2009 sera en Guadeloupe un «nouvel» an dans tous les sens du terme, du moins à en juger par un jeu de mots que les gens ont utilisé dans leurs voeux de Nouvel An, puisqu'en créole «nouveau» se prononce «nef», tout comme le chiffre 9. Les premiers mouvements sociaux de décembre 2008 [1] ont préfiguré la mobilisation massive qui a eu lieu de janvier à mars 2009, et qui s'est traduite par 45 jours de grève générale sur l'île. Bien qu'un accord ait été signé, la situation n'a pas encore été complètement dénouée, et mai, qui est traditionnellement un mois de manifestations dans l'histoire sociale française [2] et guadeloupéenne, est particulièrement chaud cette année.
Le 1er mai [3] a eu lieu la première manifestation de masse depuis la fin de la grève : Les Guadeloupéens se sont rassemblés à Petit-Canal après avoir défilé de 9 heures du matin à presque 1 heure de l'après-midi, et ils ont passé toute la journée ensemble, à écouter de la musique, regarder des spectacles de danse et suivre attentivement les discours des dirigeants syndicaux locaux. Les circonstances ont contribué à rendre Shakazulu, qui blogue en créole sur Gwakafwika [4], très prolifique ces derniers temps, du fait que mai est traditionnellement le mois de l’ «identité» en Guadeloupe, et que c'est là l'un des sujets préférés de ce blogueur.
Dans son premier billet sur la saison, «Arété kouri ba patron [5]» [créole guadeloupéen], ce qui signifie «Arrêtez de courir pour vos patrons», le blogueur dénonce un nouveau défi sportif appelé Relais Inter-Entreprise [6] (un relais couru par les salariés des entreprises privées ou publiques guadeloupéennes). Depuis 12 ans, cette course se tient le 27 mai, à tel point qu'elle est devenue une part intégrante du planning annuel de certaines entreprises. Mais Shakazulu en dit bien plus [créole] sur cette date cruciale, faisant écho dans ce billet aux blogueurs antillais de Repeating Islands [7] [anglais] :
27 Mé an péyi an nou, on jou a mémwa, on jou otila pèp Gwadloup ka chonjé konba a Ignas, Dèlgrès, Masoto, Solitid pou libérasyon a gwadloupéyen anba gyouk a lèsklavaj é kolonyalis fwansé.

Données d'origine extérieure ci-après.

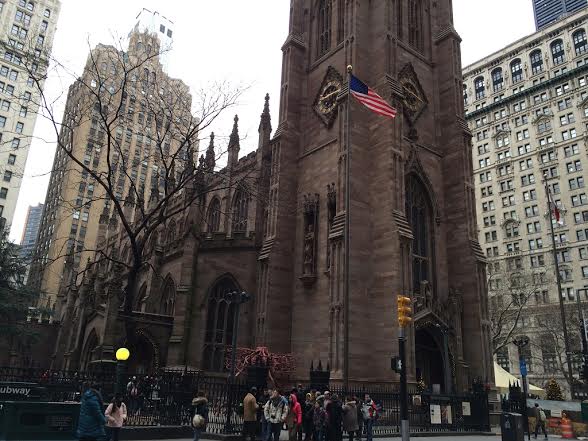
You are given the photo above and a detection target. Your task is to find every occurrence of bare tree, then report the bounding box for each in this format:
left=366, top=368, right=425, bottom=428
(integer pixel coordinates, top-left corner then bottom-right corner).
left=24, top=33, right=250, bottom=339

Certes, 1848 [8] fut l'année de la deuxième abolition de l'esclavage dans les possessions française de la Guadeloupe et de la Martinique, ce qui éclaire en partie la conclusion de Shakazulu à propos de ce billet [créole guadeloupéen] :
Alò ki jan nou pé konpwann, jou-lasa, chak lanné, travayè Gwadloup pé ay swé ba séla ki toulélanné ka fann kyou a yo?
Shakazulu propose à la place une marche dont le slogan est [créole guadeloupéen] :
Fè mémwa maché, fè konsyans vansé pou nou sonjé gwadloupéyen ki goumé é ki tonbé anba bal fizi a kolon an lanné 1802 é 1967
Cette marche mentionnée par le blogueur existe effectivement depuis quelques années, et elle attire les personnes qui sont en quête d'un acte symbolique par lequel honorer leurs ancêtres. Voici [9] le programme de cette marche de deux jours, qui traverse l'île [français et créole guadeloupéen].

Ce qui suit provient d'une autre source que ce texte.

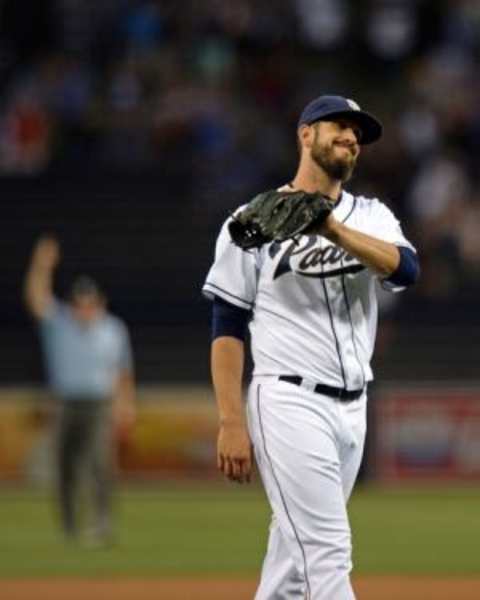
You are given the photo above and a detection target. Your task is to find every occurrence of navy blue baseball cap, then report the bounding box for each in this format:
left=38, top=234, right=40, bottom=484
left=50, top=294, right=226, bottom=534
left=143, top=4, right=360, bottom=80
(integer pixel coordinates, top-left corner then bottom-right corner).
left=298, top=96, right=383, bottom=144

Dans le même billet, le blogueur évoque une nouvelle date : mai 1967. A l'époque, les manifestations sociales étaient fréquentes, car les ouvriers de la canne à sucre étaient mécontents de leurs conditions de travail et de leurs salaires. Shakazulu indique [10] ici ce qui s'est passé pendant une manifestation particulière [créole guadeloupéen] :
Mé 1967- Mé 2009! 42 lanné! 42 lanné léjyonnè fwansé kyouyé gwadloupéyen an vil Lapwent. Moun ka palé dè 8 moun, dòt ka palé dè 87 moun, on dòt pati ka palé dè plis ki 100 moun mò Lapwent
Nul ne sait vraiment ce qui s'est réellement passé ce jour-là, car aucun bilan officiel n'a jamais été publié et l'ensemble de l'affaire a été classée «secret défense», mais certains cinéastes guadeloupéens ont résolu de faire entendre les voix de témoins sur ces souvenirs qui continuent à hanter leurs nuits. Voici [11] une série de vidéos (disponibles sur YouTube) appelée «Sonjé Mé 67», ce qui signifie «Se souvenir de mai 67» [créole guadeloupéen] :
et, ici [12], une autre trouvaille sur YouTube, qui traite des événements à la fois de mai 1802 et mai 1967 [anglais].